Democracy, spiral staircases, roasted-meat-filled pita bread with tzatziki sauce, and Homer. The Greeks are certainly not short on gifts provided to the world at large. But let’s focus our attention on last of the list, the “Blind Bard,” or “Father of Western Literature,” Homer.
Bro wrote two books (The Iliad and The Odyssey) and is totes the greatest of the Greek epic poets. Not bad for a two book career. I say “wrote” but it’s more like “created” since the stories were never actually written down on papyrus until after Homer’s time. Homer would travel from town to town reciting from memory the roughly 15,000 line epic (The Iliad) which was then memorized by others until someone thought to actually write it down. In fact, some actually suggest that the Greek script was developed in such a way just to capture some of the nuances in Homer’s verse. Homer was such a big deal that he even had cults and shrines devoted to him in which they made sacrifices in his name. What’s up now J.K. Rowling?

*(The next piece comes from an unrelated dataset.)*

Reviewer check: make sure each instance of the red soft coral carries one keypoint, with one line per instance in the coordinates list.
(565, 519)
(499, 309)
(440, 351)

Now, In the course of a 15,000 line poem that had to be committed to memory, I’m sure you will forgive Homer if he didn’t want to make it even longer by fleshing out the backstory of some of the main characters. Don’t worry, Madeline Miller’s Homeric reimagining, The Song of Achilles, has got you covered. You might think it would be quite presumptuous for a first time novelist to take liberties with one of the greatest stories ever conceived, but she really delivers. She also really knows her stuff. She has a BA and MA from Brown University in Classics and has studied at the Yale School of Drama where she focuses on adapting classical texts into modern form. In short, she is the perfect person to write this book.
Song of Achilles focuses on The Iliad’s Achilles and Patroclus, and more importantly, the relationship between them. The awkward and plain looking Patroclus is exiled as a child to a neighboring land where he is raised by the father of the strong, handsome, half-god Achilles. This unlikely pair turn out to be the closest of companions and, in Madeline Miller’s modernized telling, lovers. Achilles is the unstoppable force leading his Myrmidons to war against the Trojan’s in a 10-year epic battle. But it is Patroclus who is the star of the book as he ends up being the true hero tragically redeeming the prideful Achilles.
This was a great read that really brings The Iliad back to the forefront for modern readers. Miller’s story of Patroclus and Achilles is one of jealousy, fear, compassion, romance, and true friendship and is timeless. In the end, Patroclus reminds us of the words of David Bowie, that even the most unlikely of us can be gyros (or heroes I guess), if just for one day.